I’ve been thinking a lot about the second season of Shiny Happy People. The documentary series spent its first season on the Duggar family (of “19 Kids and Counting” fame) and the larger cultural and religious infrastructure around their particular practice of Christianity. The second season is about “Teen Mania,” the evangelical youth movement of the early 2000’s, built around an on-fire-for-Jesus, us-against-the-evil-world understanding of faith.
I didn’t grow up in that world (or time, I’m just a little too young) but I felt its echo. I read books by Francis Chan and Shane Claiborne and Rob Bell as a teenager, and was caught up in the promise of a new, young, relevant and radical Christianity, one that rejected Sunday Morning niceness for whole-hearted devotion to a Jesus who spent his time with the poor and marginalized. It shaped my faith, and the faith of a lot of us now 30-something to 40-something millennials who have begun the shift from promising, potential-rich, young adulthood, to the nuanced, complex, responsibility-driven reality of adulthood proper.
It was a beautiful, resonant, promise. That you were invited to give everything to Jesus, to spend your life dedicated to the poor and marginalized, that by sacrificing everything, truly dying to self, you could find life, more abundant, more real, and more full than you had ever known. In a cultural moment that seemed deeply defined by consumerism and glamour, where it was considered deeply uncool to care about anything, the counter-narrative was appealing.
I was all in, as were a lot of my peers. I watched as my youth group friends and I joined missions, non-profits, did unpaid internships, and spent our summers in places like Jamaica and Cambodia and Ecuador and Uganda. We wore TOMS shoes and Warby Parker glasses and were sure we would save the world.
And then it got… complicated.
It turns out privileged, white college students aren’t really that useful in developing countries. It turns out that missional organizations can unintentionally create massive damage by parachuting into communities they don’t understand. It turns out that the call to save the world sold to idealistic young people was so intertwined with colonialist ideals that it was probably best if it had never been sold to them at all.
We all had to reckon with it, with the reality that we weren’t going to save the world from poverty or injustice or hunger or any of the other things we so deeply cared about with the power of prayer and enthusiasm. And we had to figure out what to do next. The faith we had been taught was about sacrifice, devotion, crazy love, being willing to die for our faith.
But how did we live with it?
How were we supposed to make decisions about our futures, about where we lived, about what we did for work, about who we married and befriended? About how we raised our children? Selling all of our possessions to live among the poor worked for Shane Claiborne, but were we all supposed to do it? Forever?
And if not, then what? What does a good life, an ethical life, a Christlike life, look like for all of those earnest, disillusioned, still hungry, middle-aged people the movement left behind?

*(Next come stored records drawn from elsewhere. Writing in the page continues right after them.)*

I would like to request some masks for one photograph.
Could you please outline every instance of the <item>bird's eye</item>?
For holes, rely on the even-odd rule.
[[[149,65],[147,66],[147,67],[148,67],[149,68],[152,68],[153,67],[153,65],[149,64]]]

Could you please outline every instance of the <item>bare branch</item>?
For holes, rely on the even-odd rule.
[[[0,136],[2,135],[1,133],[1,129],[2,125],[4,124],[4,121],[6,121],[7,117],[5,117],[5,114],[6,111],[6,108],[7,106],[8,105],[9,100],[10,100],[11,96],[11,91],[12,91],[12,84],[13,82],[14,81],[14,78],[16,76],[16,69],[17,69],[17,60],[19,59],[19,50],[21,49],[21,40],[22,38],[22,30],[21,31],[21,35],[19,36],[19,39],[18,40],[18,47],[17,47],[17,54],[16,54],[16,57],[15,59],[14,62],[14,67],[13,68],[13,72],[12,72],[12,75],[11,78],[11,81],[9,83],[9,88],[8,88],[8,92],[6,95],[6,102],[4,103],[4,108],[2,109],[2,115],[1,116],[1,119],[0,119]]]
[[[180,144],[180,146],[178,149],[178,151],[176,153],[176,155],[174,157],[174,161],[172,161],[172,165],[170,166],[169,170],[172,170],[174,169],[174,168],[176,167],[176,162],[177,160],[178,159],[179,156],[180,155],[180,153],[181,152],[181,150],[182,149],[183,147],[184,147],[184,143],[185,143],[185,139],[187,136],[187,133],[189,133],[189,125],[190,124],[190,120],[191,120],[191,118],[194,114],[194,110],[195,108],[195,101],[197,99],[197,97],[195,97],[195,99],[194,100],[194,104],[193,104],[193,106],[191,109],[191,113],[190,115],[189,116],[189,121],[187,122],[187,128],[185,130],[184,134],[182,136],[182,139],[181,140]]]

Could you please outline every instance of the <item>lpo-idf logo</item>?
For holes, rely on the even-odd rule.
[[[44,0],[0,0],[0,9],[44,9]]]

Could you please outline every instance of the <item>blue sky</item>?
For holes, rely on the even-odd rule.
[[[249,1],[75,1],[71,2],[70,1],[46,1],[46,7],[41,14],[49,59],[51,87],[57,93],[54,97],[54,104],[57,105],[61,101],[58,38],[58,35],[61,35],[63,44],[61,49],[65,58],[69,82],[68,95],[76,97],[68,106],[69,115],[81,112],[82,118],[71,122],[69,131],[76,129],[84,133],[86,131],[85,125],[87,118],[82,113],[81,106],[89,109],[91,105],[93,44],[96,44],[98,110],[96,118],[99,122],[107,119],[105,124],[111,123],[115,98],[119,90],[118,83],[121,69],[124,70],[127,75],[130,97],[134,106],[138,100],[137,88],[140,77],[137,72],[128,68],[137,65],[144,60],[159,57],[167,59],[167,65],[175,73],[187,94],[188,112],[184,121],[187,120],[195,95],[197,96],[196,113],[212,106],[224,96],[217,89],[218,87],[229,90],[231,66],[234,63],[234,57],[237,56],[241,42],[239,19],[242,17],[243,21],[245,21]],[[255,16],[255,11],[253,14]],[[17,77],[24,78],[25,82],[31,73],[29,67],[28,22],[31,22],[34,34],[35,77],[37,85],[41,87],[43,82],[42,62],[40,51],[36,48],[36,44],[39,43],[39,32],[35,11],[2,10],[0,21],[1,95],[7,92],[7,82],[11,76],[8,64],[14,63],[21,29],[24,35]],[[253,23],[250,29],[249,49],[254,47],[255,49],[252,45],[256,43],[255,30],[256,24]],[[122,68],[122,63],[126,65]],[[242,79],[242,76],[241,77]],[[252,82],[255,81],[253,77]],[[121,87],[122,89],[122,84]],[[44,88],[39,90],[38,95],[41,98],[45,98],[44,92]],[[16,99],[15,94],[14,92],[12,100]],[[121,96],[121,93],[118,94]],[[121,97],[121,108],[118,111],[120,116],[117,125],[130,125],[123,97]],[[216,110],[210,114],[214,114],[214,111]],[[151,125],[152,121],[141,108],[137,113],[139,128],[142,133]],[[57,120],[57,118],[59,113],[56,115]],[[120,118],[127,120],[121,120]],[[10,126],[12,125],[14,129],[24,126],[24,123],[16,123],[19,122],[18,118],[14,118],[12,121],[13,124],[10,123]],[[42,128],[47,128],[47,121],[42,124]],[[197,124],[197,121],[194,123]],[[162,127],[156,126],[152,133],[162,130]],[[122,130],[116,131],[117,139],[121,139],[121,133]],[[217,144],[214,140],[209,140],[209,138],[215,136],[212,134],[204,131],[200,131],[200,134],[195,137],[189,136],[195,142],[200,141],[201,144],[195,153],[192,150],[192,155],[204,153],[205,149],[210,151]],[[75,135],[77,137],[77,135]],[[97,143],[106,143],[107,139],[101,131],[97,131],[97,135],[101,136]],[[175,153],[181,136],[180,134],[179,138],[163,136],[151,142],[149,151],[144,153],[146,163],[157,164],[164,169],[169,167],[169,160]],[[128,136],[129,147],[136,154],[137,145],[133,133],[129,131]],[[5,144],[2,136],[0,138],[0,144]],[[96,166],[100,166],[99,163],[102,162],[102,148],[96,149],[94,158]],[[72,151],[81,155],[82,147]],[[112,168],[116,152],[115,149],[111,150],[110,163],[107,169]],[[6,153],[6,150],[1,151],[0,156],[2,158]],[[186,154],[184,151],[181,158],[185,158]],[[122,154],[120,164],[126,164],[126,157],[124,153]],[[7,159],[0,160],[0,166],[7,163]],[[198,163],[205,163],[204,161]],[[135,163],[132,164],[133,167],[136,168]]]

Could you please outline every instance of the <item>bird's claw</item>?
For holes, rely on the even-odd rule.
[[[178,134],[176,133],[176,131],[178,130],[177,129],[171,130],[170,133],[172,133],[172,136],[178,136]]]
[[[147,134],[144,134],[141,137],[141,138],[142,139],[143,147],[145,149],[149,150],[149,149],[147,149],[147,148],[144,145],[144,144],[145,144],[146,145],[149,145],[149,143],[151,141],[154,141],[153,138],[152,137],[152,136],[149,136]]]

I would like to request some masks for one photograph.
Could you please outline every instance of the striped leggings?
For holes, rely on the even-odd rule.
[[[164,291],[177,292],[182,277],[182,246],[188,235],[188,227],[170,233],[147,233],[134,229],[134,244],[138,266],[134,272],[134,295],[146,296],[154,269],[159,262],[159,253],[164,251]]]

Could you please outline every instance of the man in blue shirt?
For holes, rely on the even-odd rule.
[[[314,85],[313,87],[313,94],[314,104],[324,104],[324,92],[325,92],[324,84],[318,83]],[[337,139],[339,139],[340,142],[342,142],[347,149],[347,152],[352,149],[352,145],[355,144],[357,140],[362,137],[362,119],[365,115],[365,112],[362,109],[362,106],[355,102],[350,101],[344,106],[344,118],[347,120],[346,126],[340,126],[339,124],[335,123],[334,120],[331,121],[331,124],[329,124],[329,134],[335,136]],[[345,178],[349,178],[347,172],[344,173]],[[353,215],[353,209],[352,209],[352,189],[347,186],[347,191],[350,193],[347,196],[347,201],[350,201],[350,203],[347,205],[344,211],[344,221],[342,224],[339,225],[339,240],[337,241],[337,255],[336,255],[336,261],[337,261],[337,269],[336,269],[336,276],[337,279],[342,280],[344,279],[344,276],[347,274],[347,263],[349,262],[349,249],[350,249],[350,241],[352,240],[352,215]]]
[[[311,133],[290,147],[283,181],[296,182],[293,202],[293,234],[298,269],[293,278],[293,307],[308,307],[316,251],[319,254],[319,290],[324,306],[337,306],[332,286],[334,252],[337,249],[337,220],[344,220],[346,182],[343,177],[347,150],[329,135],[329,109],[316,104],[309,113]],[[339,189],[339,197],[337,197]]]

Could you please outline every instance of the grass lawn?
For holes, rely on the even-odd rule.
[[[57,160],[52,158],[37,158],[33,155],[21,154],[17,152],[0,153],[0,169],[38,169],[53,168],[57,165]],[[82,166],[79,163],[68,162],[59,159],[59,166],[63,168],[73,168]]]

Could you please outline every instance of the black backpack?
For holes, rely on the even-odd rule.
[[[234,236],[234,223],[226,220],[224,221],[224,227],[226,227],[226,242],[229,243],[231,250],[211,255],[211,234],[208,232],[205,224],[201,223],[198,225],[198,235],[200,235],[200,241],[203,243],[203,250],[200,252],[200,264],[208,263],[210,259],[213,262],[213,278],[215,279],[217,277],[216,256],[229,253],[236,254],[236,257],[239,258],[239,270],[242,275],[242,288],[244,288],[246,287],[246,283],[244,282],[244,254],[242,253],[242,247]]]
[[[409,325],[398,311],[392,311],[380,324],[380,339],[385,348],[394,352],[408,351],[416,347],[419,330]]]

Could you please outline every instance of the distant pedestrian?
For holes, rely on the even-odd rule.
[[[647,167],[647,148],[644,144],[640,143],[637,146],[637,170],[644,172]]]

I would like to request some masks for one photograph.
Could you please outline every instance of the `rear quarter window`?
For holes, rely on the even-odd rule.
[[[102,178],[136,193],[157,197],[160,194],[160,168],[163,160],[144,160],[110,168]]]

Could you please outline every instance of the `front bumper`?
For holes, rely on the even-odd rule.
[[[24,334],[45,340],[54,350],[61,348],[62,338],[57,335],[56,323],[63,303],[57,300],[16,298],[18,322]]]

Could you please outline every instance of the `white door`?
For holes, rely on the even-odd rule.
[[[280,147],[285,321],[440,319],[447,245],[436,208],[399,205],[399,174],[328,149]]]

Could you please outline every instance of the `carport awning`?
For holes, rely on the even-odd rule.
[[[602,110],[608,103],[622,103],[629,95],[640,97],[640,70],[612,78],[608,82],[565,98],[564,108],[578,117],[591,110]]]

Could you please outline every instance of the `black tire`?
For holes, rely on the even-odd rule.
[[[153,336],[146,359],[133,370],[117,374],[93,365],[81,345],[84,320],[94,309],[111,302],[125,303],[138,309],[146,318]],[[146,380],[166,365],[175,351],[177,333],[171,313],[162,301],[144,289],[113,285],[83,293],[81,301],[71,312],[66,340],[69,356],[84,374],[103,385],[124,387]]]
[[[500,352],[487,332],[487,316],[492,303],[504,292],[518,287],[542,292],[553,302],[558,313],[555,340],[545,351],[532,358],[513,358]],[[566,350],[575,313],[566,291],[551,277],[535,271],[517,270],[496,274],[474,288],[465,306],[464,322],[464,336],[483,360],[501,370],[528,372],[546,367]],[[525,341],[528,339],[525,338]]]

I’m talking about myself and my youth group friends, but I think I am talking about a lot of other people too. The people that sit in your pews, who have returned to your churches with their young children, wondering if the fire that caught in them, that had them dedicating to their lives to Jesus at summer camp (often multiple Summers in a row) was real, and if it has anything to say to them now.
It does. Of course it does. The call to save the world stays, it just looks different. It’s messier, more complicated, more local, smaller, and slower. It looks like school boards and community advocacy, like raising kids to be kind. It looks like Sunday School classrooms and service projects as a family, like compost bins and flowers for the pollinators.
When we lead our organizations, when we think about innovation, about starting new things, I hope we can learn from these paths that our faith has walked in the last couple decades. I hope when we pitch our ideas and see hesitation in the eyes of those 30-something adults, we can have curiosity about whether its really apathy, or the distrust of someone who’s burned before. I hope we can cast a vision that adds a little oxygen and kindling to the coals that still burn in them. I hope we can see that the fire’s not out, it just might need a little tending.
I hope we can earnestly relight that flame of the call that is on people’s hearts, and use that fire, not towards massive, out of scale undertakings, but towards creating a warm glow of the Holy Spirit’s movement in our communities, in-breaking the love of God right in our own neighborhoods. I hope we can find a path forward that reflects God’s radical, all-consuming, love, and also the complex, responsibility-laden lives that we lead. It’s challenging, but you are exactly the people I trust to do it.